A Deep Reinforcement Learning Approach for Global Routing
Pith reviewed 2026-05-25 19:28 UTC · model grok-4.3
The pith
A deep reinforcement learning agent can outperform sequential A* in finding global routing solutions for circuit designs.
A machine-rendered reading of the paper's core claim, the machinery that carries it, and where it could break.
Core claim
The deep reinforcement learning approach enables an agent to produce an optimal routing policy based on the variety of problems presented, and the fine-tuned model outperforms the sequential A* method in routing solutions and rewards within the simulated global routing environment.
What carries the argument
The deep reinforcement learning agent that uses a conjoint optimization mechanism to learn a policy for connecting circuit components with wires in a simulated environment.
Load-bearing premise
The simulated environment and reward structure must accurately capture the constraints and objectives of real global routing problems so that the policy generalizes beyond the training instances.
What would settle it
Evaluating the trained routing agent on actual global routing instances from commercial electronic design automation software and comparing total wire length, via count, and design rule violations against A* results.
Figures
read the original abstract
Global routing has been a historically challenging problem in electronic circuit design, where the challenge is to connect a large and arbitrary number of circuit components with wires without violating the design rules for the printed circuit boards or integrated circuits. Similar routing problems also exist in the design of complex hydraulic systems, pipe systems and logistic networks. Existing solutions typically consist of greedy algorithms and hard-coded heuristics. As such, existing approaches suffer from a lack of model flexibility and non-optimum solutions. As an alternative approach, this work presents a deep reinforcement learning method for solving the global routing problem in a simulated environment. At the heart of the proposed method is deep reinforcement learning that enables an agent to produce an optimal policy for routing based on the variety of problems it is presented with leveraging the conjoint optimization mechanism of deep reinforcement learning. Conjoint optimization mechanism is explained and demonstrated in details; the best network structure and the parameters of the learned model are explored. Based on the fine-tuned model, routing solutions and rewards are presented and analyzed. The results indicate that the approach can outperform the benchmark method of a sequential A* method, suggesting a promising potential for deep reinforcement learning for global routing and other routing or path planning problems in general. Another major contribution of this work is the development of a global routing problem sets generator with the ability to generate parameterized global routing problem sets with different size and constraints, enabling evaluation of different routing algorithms and the generation of training datasets for future data-driven routing approaches.
Editorial analysis
A structured set of objections, weighed in public.
Referee Report
Summary. The manuscript presents a deep reinforcement learning (DRL) method for global routing in circuit design. It introduces a custom parameterized problem-set generator and reports that a fine-tuned DRL policy produces better routing solutions and rewards than a sequential A* baseline when evaluated on instances drawn from the generator.

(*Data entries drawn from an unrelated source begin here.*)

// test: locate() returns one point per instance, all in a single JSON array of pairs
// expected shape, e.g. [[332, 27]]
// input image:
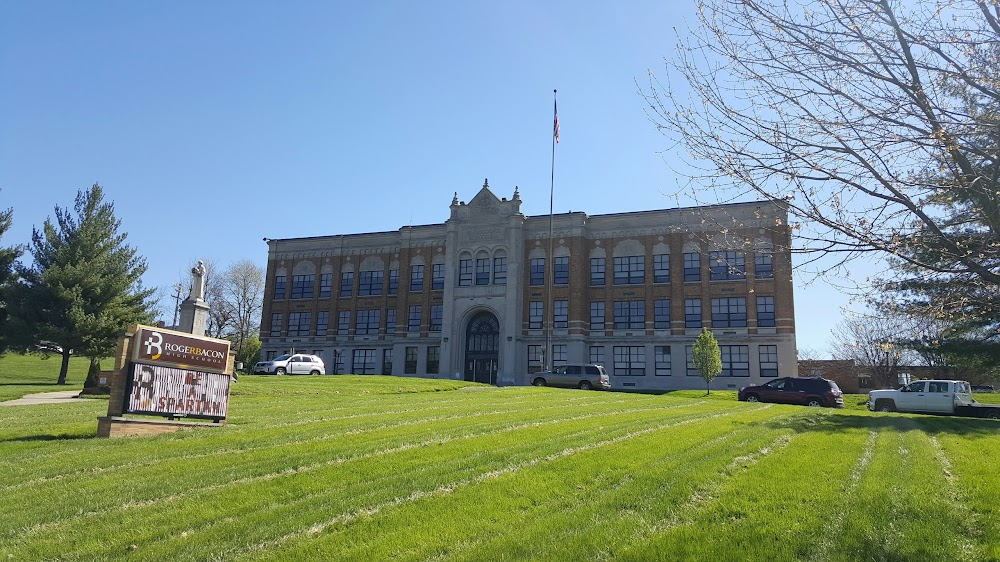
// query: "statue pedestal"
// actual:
[[194, 316]]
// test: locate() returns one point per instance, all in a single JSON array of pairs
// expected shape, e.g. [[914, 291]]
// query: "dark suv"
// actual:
[[813, 391]]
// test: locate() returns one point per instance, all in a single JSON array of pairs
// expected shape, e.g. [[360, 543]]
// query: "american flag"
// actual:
[[555, 120]]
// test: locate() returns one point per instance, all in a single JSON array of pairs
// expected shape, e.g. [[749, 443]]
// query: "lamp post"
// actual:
[[177, 303]]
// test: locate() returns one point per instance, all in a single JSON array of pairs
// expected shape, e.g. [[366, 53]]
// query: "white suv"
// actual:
[[291, 365]]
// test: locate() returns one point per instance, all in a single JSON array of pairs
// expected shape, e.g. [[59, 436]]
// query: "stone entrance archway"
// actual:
[[482, 348]]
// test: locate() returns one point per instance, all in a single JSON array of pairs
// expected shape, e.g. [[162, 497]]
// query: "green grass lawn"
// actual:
[[31, 373], [377, 468]]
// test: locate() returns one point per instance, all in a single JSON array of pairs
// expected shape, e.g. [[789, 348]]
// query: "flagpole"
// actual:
[[550, 279]]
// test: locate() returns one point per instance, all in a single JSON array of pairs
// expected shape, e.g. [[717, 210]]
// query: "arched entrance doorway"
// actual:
[[482, 348]]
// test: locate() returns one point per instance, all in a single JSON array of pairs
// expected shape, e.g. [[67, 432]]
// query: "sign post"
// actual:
[[167, 374]]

Significance. If the empirical claims hold under more rigorous evaluation, the work would demonstrate a data-driven alternative to heuristic routing methods and supply a generator useful for training and benchmarking future routing algorithms. The conjoint optimization aspect of DRL is presented as a conceptual contribution.
major comments (2)
- [Results] Results section: All reported comparisons are performed exclusively on synthetic instances from the authors' custom generator; no experiments appear on standard ISPD 2007/2008 global routing benchmarks containing realistic netlists, layer counts, and design-rule constraints. This directly undermines the load-bearing claim that the DRL approach outperforms A* for global routing.
- [Abstract and Results] Abstract and Results section: The outperformance claim is stated without quantitative metrics (e.g., wirelength, via counts, overflow), statistical significance tests, problem-size ranges, or ablation studies on network architecture or reward components.
minor comments (2)
- [Method] The description of the state representation and action space in the DRL formulation could be made more precise with explicit equations or pseudocode.
- [Results] Figure captions and axis labels in the results plots lack sufficient detail on the exact metrics plotted and the number of instances averaged.
Simulated Author's Rebuttal
We thank the referee for the constructive feedback on our manuscript. We address each major comment below and outline the revisions we will make.
read point-by-point responses
-
Referee: [Results] Results section: All reported comparisons are performed exclusively on synthetic instances from the authors' custom generator; no experiments appear on standard ISPD 2007/2008 global routing benchmarks containing realistic netlists, layer counts, and design-rule constraints. This directly undermines the load-bearing claim that the DRL approach outperforms A* for global routing.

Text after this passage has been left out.